Restaurant staff too busy to go to college are being taught English at work by tutors from Cirencester College, reports Martin Whittaker
ABDUL Razak was a secondary school teacher in his native Bangladesh. He came to the UK five years ago to make a better living for himself and his family. Unqualified to teach here, he is now a chef at the up-market Alishan restaurant in the Cotswolds town of Cirencester.
Although he has good understanding of spoken English, he needs extra lessons if he is to obtain the Royal Society of Health's food hygiene certificate, required by the hotel and catering trade. But his hours - he works lunchtimes and evenings, nine hours a day, six days a week - leave little time for college.
The answer is the "takeaway" English language course provided by Cirencester College. Once a week, tutor Caroline Young visits the restaurant to teach staff in the mid-afternoon between shifts.
"There's no actual food hygiene test written for English as a second language students," she says.
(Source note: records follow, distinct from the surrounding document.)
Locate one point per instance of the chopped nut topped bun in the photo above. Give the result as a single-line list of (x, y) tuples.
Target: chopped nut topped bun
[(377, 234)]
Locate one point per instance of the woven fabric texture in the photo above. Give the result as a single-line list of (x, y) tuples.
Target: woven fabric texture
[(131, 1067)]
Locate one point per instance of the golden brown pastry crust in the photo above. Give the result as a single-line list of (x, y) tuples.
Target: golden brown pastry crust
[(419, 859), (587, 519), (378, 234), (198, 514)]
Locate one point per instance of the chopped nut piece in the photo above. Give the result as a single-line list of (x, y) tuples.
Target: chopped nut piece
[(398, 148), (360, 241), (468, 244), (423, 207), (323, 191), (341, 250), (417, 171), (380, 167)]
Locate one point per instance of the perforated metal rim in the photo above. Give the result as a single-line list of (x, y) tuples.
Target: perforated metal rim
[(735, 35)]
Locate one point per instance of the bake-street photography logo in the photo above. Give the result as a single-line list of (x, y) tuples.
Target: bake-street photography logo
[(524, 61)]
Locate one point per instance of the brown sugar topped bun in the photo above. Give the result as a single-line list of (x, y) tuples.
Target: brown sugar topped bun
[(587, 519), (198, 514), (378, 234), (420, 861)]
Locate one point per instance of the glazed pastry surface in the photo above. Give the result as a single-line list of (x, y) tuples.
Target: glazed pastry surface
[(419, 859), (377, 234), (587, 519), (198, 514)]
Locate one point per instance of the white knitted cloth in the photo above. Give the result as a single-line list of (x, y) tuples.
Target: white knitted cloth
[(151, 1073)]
"They still have to take a test which is written for native speakers of English. So I have to make sure their reading's OK - but I can't help them with the answers."
The college is now extending its courses to other Bengali, Chinese and Italian restaurants. It recognised a potential demand for learning among restaurant staff last year, but getting them to take up the courses proved a challenge when leafleting brought only one reply.
Undeterred, Sara Lawlor, the college's English as a second language co-ordinator, knocked on doors. "That was so much more effective," she says. "Once I got to know them I felt I'd crossed a barrier. I think once they realised that it was free and that we could offer it in the workplace at a time to suit them, they were keen to have a try."
Following taster sessions (no pun intended), restaurant staff have attended further English and information technology classes in the college's town learning centre.
"At first we put on courses at 10 in the morning, thinking this was a good time for waiters and chefs. But from talking to them I found out they were really tired because they'd been up until 3am or 4am. So we then established the English classes in the afternoon, between lunchtime and the evening shift," says Ms Young.
Foreign workers make up a large proportion of the low-skill, low-pay workforce in the hospitality industry, particularly in London, Birmingham and Manchester, according to the Hotel and Catering Research Centre at the University of Huddersfield.
In addition, poor language skills, poor education and in some cases racial discrimination can hinder their chances of advancement.
"Essentially these circumstances exclude many ethnic minority and foreign employees from progressing into more senior roles," says a spokesman.
"It is clear that this trend needs to be addressed with more accessible part time and distance learning programmes at all levels to improve the career prospects of these groups."
With its huge skill shortages, the hospitality industry is attracting more and more people from abroad, and since this country relaxed its work permit criteria last October there has been a significant increase in the employment of non-EU nationals.
Overcoming language barriers for staff and providing accessible learning are therefore an emerging issue for this sector, says the national training organisation, the Hospitality Training Foundation.
"It's so difficult to access courses, especially long courses, with the bizarre hours the industry works," says senior consultant Martin-Christian Kent. "So the industry has been demanding more short, flexible delivery.
"Many of the chains have latched on to distance learning methods because it's the most flexible way of delivery, and there's been a lot of good practice between FE colleges and employers to try and sustain that.
"But certainly for languages, it's very much an emerging issue."